Hanover Community Centre (venue website)
17, 24, 31 May, 8:00pm-10:00pm, 8:20pm-10:00pm
Reviewed by Darren Taffinder

 World Premiere.
 Suitable for age 16+ only.

Sitcoms are like hamburgers: easy to make, but hard to do right. I’m a big fan of the format, and done well they can be fantastic. All the best examples, whether it’s Friends, Seinfield, The Office or even Keeping Up Appearances, share three main traits – strong characters, a solid plot and a willingness to push a scenario as far as it will go.

Housemates – The Sitcom is almost there, and its premise is strong, but in the end it doesn’t quite deliver. The show is about a group of five friends who share a home in Hanover, an area of Brighton known for its steep hills, many pubs, and reputation for being slightly alternative. So far, so classic. The play takes the format of two episodes with a short break in between, and to keep with the TV theme the producers plan to show mock ads for local businesses during the intermission – though sadly, the ads weren’t ready in time for the preview performance I saw.

The actors were all very good, especially Victoria Claringbold as the uptight and slightly obsessive Jem, and Chrysanthe Grech as Ellen, a cougar on the prowl. Warren Saunders also stood out as Greg, the fifth housemate with a secret – especially when he had his moment in the spotlight at the end of the second episode.

Unfortunately though, the writing needs a bit more work, and both episodes felt like they were a few drafts away from being finished. Episode One is about the aftermath of a party, where no-one can remember what happened the night before. After Jem discovers a whip and two empty JLS-themed condom wrappers, they begin to fear the worst (after all, if there’s one rule for being good housemates, avoiding sleeping together as part of a group orgy is probably it). Misunderstandings between characters are a key sitcom device, but here, I never fully understood which housemate knew what. What was worse, I didn’t get the feeling the writers quite knew either.

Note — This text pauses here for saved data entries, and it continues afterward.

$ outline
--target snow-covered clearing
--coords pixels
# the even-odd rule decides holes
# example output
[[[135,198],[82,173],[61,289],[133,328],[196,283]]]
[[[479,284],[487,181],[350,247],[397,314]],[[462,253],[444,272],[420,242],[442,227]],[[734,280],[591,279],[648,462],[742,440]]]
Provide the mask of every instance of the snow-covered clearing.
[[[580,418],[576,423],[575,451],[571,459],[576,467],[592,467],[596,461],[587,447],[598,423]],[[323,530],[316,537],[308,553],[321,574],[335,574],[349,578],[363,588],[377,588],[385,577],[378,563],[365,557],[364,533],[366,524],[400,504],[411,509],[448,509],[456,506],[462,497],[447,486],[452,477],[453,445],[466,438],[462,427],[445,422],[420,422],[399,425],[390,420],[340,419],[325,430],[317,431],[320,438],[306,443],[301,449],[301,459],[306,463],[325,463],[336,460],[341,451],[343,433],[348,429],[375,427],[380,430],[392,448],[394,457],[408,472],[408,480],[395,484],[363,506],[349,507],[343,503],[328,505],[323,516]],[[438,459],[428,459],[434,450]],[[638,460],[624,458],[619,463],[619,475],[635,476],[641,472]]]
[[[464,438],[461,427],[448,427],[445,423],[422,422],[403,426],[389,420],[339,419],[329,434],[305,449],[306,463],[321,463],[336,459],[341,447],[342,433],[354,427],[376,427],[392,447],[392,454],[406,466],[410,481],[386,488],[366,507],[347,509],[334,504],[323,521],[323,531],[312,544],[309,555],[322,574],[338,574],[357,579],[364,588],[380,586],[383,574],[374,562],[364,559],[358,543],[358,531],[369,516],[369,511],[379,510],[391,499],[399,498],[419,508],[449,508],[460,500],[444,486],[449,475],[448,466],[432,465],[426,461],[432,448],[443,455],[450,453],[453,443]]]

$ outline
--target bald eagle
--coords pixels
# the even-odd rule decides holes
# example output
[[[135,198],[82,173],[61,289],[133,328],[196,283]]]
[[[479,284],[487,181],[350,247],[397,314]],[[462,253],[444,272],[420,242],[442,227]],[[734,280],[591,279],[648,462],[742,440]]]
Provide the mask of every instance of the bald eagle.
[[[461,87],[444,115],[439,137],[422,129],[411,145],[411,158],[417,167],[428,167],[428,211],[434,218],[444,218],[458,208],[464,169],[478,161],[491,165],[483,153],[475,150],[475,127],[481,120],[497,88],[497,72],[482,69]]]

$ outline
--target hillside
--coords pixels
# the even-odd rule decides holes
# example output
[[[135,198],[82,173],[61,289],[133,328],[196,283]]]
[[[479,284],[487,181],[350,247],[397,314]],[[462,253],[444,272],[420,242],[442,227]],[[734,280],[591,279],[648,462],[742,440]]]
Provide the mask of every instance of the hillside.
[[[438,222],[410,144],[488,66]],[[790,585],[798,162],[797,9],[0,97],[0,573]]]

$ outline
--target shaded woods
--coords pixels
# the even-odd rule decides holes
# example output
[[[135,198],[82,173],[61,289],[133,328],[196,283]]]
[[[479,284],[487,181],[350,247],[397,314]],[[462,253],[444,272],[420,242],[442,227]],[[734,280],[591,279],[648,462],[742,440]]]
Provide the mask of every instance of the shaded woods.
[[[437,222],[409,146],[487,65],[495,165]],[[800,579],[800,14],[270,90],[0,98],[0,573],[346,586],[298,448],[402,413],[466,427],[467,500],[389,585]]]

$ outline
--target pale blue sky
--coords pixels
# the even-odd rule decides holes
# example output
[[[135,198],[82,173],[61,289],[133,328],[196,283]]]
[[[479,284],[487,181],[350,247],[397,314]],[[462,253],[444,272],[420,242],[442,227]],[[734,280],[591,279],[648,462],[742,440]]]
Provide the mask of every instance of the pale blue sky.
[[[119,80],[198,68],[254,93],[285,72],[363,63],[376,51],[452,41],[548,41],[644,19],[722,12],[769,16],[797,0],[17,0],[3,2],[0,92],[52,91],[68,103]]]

The second episode revolves around the mystery of what new housemate, Greg, does on his Friday nights. During this episode, one of the characters breaks the fourth wall and makes several comments directly to the audience; but the asides weren’t funny or crisp enough, so I found them slightly jarring and a little panto (not in a good way). Jem becomes drunk on what appears to be one glass of wine, and too many of the jokes were just too easy. They needed to be much, much sharper.

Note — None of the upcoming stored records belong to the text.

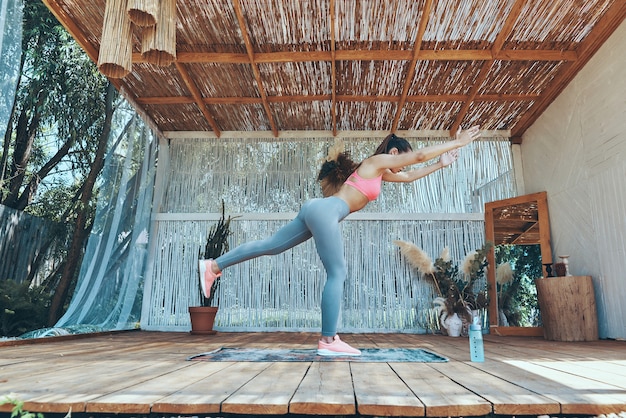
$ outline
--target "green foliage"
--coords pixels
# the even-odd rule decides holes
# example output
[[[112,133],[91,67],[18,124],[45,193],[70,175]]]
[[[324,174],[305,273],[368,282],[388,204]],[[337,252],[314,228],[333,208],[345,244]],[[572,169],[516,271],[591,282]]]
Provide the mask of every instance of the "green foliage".
[[[496,265],[511,264],[514,271],[509,283],[498,284],[498,309],[511,326],[538,326],[539,304],[534,279],[541,277],[539,245],[498,245]]]
[[[0,161],[0,201],[60,219],[75,198],[37,208],[40,190],[82,184],[104,123],[107,79],[40,0],[24,1],[21,77]],[[12,161],[11,161],[12,160]],[[47,199],[50,200],[50,199]]]
[[[29,412],[24,410],[24,401],[6,395],[4,399],[0,399],[0,405],[10,404],[13,405],[11,409],[11,418],[44,418],[41,412]],[[72,410],[65,414],[64,418],[70,418],[72,416]]]
[[[5,396],[4,399],[0,400],[0,405],[11,404],[13,405],[13,409],[11,409],[11,418],[44,418],[41,412],[28,412],[24,410],[24,402],[12,398],[11,396]],[[67,415],[69,416],[69,414]]]
[[[27,283],[0,281],[0,333],[17,337],[27,331],[46,326],[50,295],[41,287],[29,288]]]
[[[230,230],[230,221],[234,218],[229,216],[226,218],[225,205],[222,201],[222,216],[216,224],[211,225],[204,245],[204,250],[200,251],[199,258],[208,260],[215,259],[228,251],[228,236],[232,233]],[[219,280],[213,282],[211,287],[211,296],[205,298],[202,296],[202,306],[213,306],[213,299],[217,294]]]
[[[50,309],[53,323],[71,296],[72,284],[66,283],[76,275],[99,187],[106,186],[89,174],[100,172],[107,150],[107,158],[115,158],[107,141],[119,128],[109,129],[114,125],[109,116],[121,100],[41,0],[24,0],[20,64],[0,147],[0,203],[65,226],[44,237],[46,254],[59,267],[45,279],[50,289],[61,289]]]

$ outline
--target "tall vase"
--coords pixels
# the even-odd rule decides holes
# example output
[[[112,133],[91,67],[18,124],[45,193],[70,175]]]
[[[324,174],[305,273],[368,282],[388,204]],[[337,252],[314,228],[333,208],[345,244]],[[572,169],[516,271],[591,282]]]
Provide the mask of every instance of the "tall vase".
[[[455,313],[449,315],[444,321],[444,327],[448,331],[450,337],[459,337],[461,335],[461,329],[463,328],[463,321]]]

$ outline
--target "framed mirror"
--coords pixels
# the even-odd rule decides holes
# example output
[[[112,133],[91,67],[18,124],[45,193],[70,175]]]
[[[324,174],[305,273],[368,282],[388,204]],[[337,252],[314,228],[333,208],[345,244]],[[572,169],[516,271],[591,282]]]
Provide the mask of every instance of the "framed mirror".
[[[487,255],[490,332],[542,336],[534,280],[549,276],[552,265],[546,192],[485,203],[485,239],[494,243]]]

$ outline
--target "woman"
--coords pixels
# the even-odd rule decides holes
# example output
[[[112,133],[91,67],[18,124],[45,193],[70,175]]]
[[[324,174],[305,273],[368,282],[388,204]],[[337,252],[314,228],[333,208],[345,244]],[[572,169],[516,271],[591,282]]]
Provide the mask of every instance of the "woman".
[[[363,209],[380,194],[382,181],[411,182],[447,167],[458,158],[461,148],[480,136],[478,126],[457,133],[456,138],[438,145],[413,151],[404,138],[388,135],[374,155],[354,165],[343,156],[344,164],[323,167],[320,180],[325,198],[311,199],[304,203],[298,216],[283,226],[270,238],[242,244],[216,258],[202,260],[199,264],[202,292],[209,296],[211,286],[222,274],[222,269],[261,255],[275,255],[313,237],[317,253],[326,270],[327,279],[322,292],[322,336],[317,353],[323,356],[358,356],[361,352],[341,341],[337,335],[337,322],[343,298],[346,263],[339,222],[352,212]],[[440,157],[439,161],[426,167],[403,171],[406,166]],[[349,167],[351,174],[341,175],[341,165]],[[332,169],[332,166],[335,166]],[[334,184],[340,183],[340,184]],[[333,187],[336,186],[336,187]],[[336,189],[336,190],[333,190]],[[331,192],[328,192],[331,190]]]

However, my biggest complaint is that it was very difficult to see the performers when they sitting down, which for a lot of the time they were. We were about halfway back in the audience, and my average-height sixteen year-old daughter couldn’t see at all. The producers clearly recognised this problem, as they’ve since contacted me and said that it’s something they’re looking into resolving for future performances.

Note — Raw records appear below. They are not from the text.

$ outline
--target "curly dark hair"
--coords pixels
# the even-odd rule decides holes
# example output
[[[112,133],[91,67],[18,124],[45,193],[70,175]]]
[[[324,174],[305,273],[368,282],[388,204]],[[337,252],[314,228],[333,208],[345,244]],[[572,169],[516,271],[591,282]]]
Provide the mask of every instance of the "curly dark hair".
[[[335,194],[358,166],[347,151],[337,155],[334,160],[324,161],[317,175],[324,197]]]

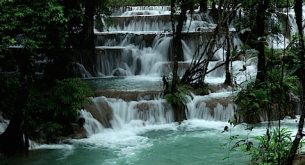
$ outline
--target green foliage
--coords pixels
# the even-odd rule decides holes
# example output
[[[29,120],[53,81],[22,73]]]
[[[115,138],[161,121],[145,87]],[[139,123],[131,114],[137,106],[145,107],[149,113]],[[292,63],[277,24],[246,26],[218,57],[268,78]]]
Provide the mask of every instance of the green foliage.
[[[227,160],[228,164],[230,164],[230,154],[232,152],[235,152],[235,151],[239,151],[240,152],[241,146],[245,146],[246,151],[249,151],[250,148],[253,146],[253,143],[251,141],[249,141],[249,135],[252,132],[254,126],[247,125],[246,129],[245,129],[247,131],[247,136],[244,139],[241,139],[238,134],[237,135],[232,135],[232,132],[231,132],[232,128],[236,126],[235,119],[232,118],[228,122],[230,123],[231,127],[225,126],[224,130],[222,131],[222,133],[226,133],[226,132],[230,133],[229,142],[221,144],[221,147],[223,149],[227,149],[228,150],[227,151],[228,152],[227,156],[225,158],[223,158],[223,160],[224,161]]]
[[[39,128],[47,135],[71,133],[70,123],[77,117],[92,90],[80,79],[56,80],[48,91],[31,91],[31,101],[27,109],[27,122],[33,129]]]
[[[291,93],[300,95],[301,84],[296,76],[300,65],[298,65],[299,60],[294,55],[294,51],[287,50],[287,58],[289,58],[289,61],[285,60],[287,63],[283,63],[281,52],[269,49],[267,46],[265,54],[267,61],[265,82],[261,82],[260,87],[256,86],[254,82],[248,83],[246,87],[242,87],[243,84],[240,85],[241,90],[234,100],[239,106],[237,109],[239,115],[253,116],[265,110],[272,111],[269,113],[273,115],[270,116],[271,119],[278,119],[279,114],[284,117],[289,113],[284,111],[284,106],[288,106],[289,95]],[[279,104],[282,105],[281,109],[276,112],[275,107]]]
[[[270,100],[272,99],[272,102],[287,102],[289,93],[294,93],[297,96],[300,95],[301,84],[297,76],[287,73],[282,81],[280,70],[267,71],[267,75],[270,78],[269,81],[273,82],[267,84],[267,91],[270,92],[270,95],[272,94],[272,98],[270,98],[271,96],[268,97]],[[280,83],[281,81],[282,84]]]
[[[109,0],[109,5],[112,7],[121,6],[156,6],[156,5],[169,5],[169,0]]]
[[[272,94],[273,100],[277,99],[279,102],[286,102],[288,99],[287,94],[294,93],[298,96],[300,95],[301,84],[296,74],[300,68],[300,64],[294,49],[293,47],[289,47],[285,51],[286,56],[283,57],[282,52],[269,49],[268,47],[265,48],[268,78],[266,84],[267,89],[270,90],[269,93]],[[282,69],[284,76],[281,76]],[[280,93],[281,90],[282,92]]]
[[[74,49],[82,48],[80,31],[84,31],[82,25],[88,20],[84,14],[88,2],[0,2],[0,111],[8,115],[21,114],[25,134],[69,134],[76,110],[92,95],[81,80],[62,80],[72,77],[63,72],[74,58]],[[93,3],[98,16],[109,15],[107,1],[94,0]],[[46,74],[37,78],[35,60],[45,57],[53,67],[50,70],[56,68],[57,72],[53,77]]]
[[[293,4],[293,0],[277,0],[276,6],[278,8],[285,8],[285,7],[291,7]]]
[[[200,87],[196,88],[196,93],[199,95],[208,95],[209,94],[208,87],[209,87],[208,84],[204,83]]]
[[[257,88],[254,82],[247,84],[245,88],[242,88],[234,102],[238,105],[237,113],[240,116],[248,116],[249,119],[253,120],[252,117],[258,115],[261,111],[272,111],[270,114],[271,119],[277,119],[280,114],[284,117],[289,112],[284,111],[284,106],[288,104],[290,93],[300,94],[300,82],[297,76],[286,75],[281,82],[281,71],[271,70],[267,71],[268,80],[263,83],[261,88]],[[281,106],[281,110],[276,112],[275,107],[273,109],[268,108],[268,105],[284,105]],[[254,120],[255,121],[255,120]]]
[[[251,162],[255,164],[281,164],[287,159],[292,146],[291,131],[288,128],[275,128],[270,131],[270,135],[264,134],[254,137],[258,141],[258,146],[246,150],[247,146],[242,145],[244,152],[251,156]]]
[[[247,84],[238,92],[234,102],[238,105],[237,112],[239,115],[257,115],[269,103],[269,97],[265,89],[256,89],[254,82]]]
[[[165,78],[165,77],[164,77]],[[176,105],[186,105],[189,101],[190,98],[193,98],[191,90],[192,88],[189,85],[185,84],[179,84],[177,85],[176,92],[172,94],[171,90],[171,83],[172,83],[172,76],[167,77],[166,76],[166,81],[168,82],[168,86],[165,89],[165,100],[170,103],[170,104],[176,104]],[[178,81],[179,82],[179,81]]]
[[[0,74],[0,86],[0,111],[12,115],[20,99],[21,83],[15,76],[5,73]]]
[[[76,110],[82,107],[86,97],[93,95],[87,84],[80,79],[56,80],[56,85],[51,90],[53,97],[60,100],[61,104],[69,105],[69,108]]]
[[[224,133],[224,132],[229,132],[230,136],[229,136],[229,142],[228,143],[223,143],[223,144],[220,145],[220,147],[222,147],[223,149],[227,149],[228,150],[227,151],[228,152],[227,156],[224,157],[222,160],[223,161],[226,160],[228,162],[228,164],[230,164],[230,154],[231,154],[231,152],[236,151],[236,148],[235,147],[231,147],[231,144],[238,139],[239,135],[232,135],[231,134],[231,129],[229,129],[228,126],[225,126],[224,130],[222,131],[222,133]]]
[[[0,74],[0,110],[7,115],[20,111],[21,84],[15,75]],[[25,123],[29,133],[39,130],[46,135],[66,135],[71,133],[70,123],[74,122],[77,110],[82,108],[87,97],[93,92],[80,79],[56,80],[47,91],[31,88],[28,104],[23,107]]]
[[[108,8],[108,0],[96,0],[95,1],[95,28],[103,30],[105,25],[102,22],[102,18],[104,18],[104,21],[108,24],[108,25],[112,25],[112,19],[110,19],[108,16],[111,15],[111,12]]]
[[[178,106],[186,105],[190,102],[190,98],[193,98],[191,94],[191,87],[188,85],[179,85],[177,86],[177,92],[174,94],[168,93],[164,96],[165,100],[172,104],[177,104]]]
[[[55,43],[48,42],[53,38],[48,37],[51,33],[49,30],[54,25],[61,25],[57,26],[57,32],[61,32],[59,29],[63,29],[67,21],[64,17],[63,6],[59,5],[59,0],[37,1],[30,4],[27,1],[2,1],[0,32],[7,37],[4,44],[7,44],[8,40],[12,41],[17,34],[23,34],[22,46],[26,50],[34,51],[42,47],[51,49]],[[58,37],[64,39],[64,36],[61,33]],[[64,40],[57,40],[56,44],[64,45]]]
[[[231,135],[231,129],[227,126],[224,132],[229,132],[229,142],[221,145],[224,149],[228,149],[228,155],[223,159],[229,163],[231,152],[242,152],[249,155],[251,158],[250,164],[283,164],[289,155],[292,146],[291,131],[288,128],[275,128],[272,131],[267,131],[266,134],[261,136],[252,137],[254,141],[250,141],[249,135],[252,132],[253,126],[247,126],[245,129],[247,137],[240,139],[238,135]],[[233,143],[233,144],[232,144]],[[232,144],[232,146],[231,146]],[[301,147],[300,144],[299,148]]]
[[[300,45],[299,45],[299,35],[296,34],[292,36],[290,44],[286,49],[285,56],[285,67],[289,71],[289,75],[298,76],[300,73],[301,63],[300,63]]]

So, don’t get me wrong: there’s a lot to like about this show. There are some very funny set pieces, including as a laptop struggle in Episode One and the superb ending of Episode Two. But the show isn’t consistently funny enough; the build-ups to the punch-lines need to be a lot stronger. Neat little details, such as titles for the episodes, are missing too. If this was on the TV, I’d be happy to watch the odd episode… but I wouldn’t have it on series record.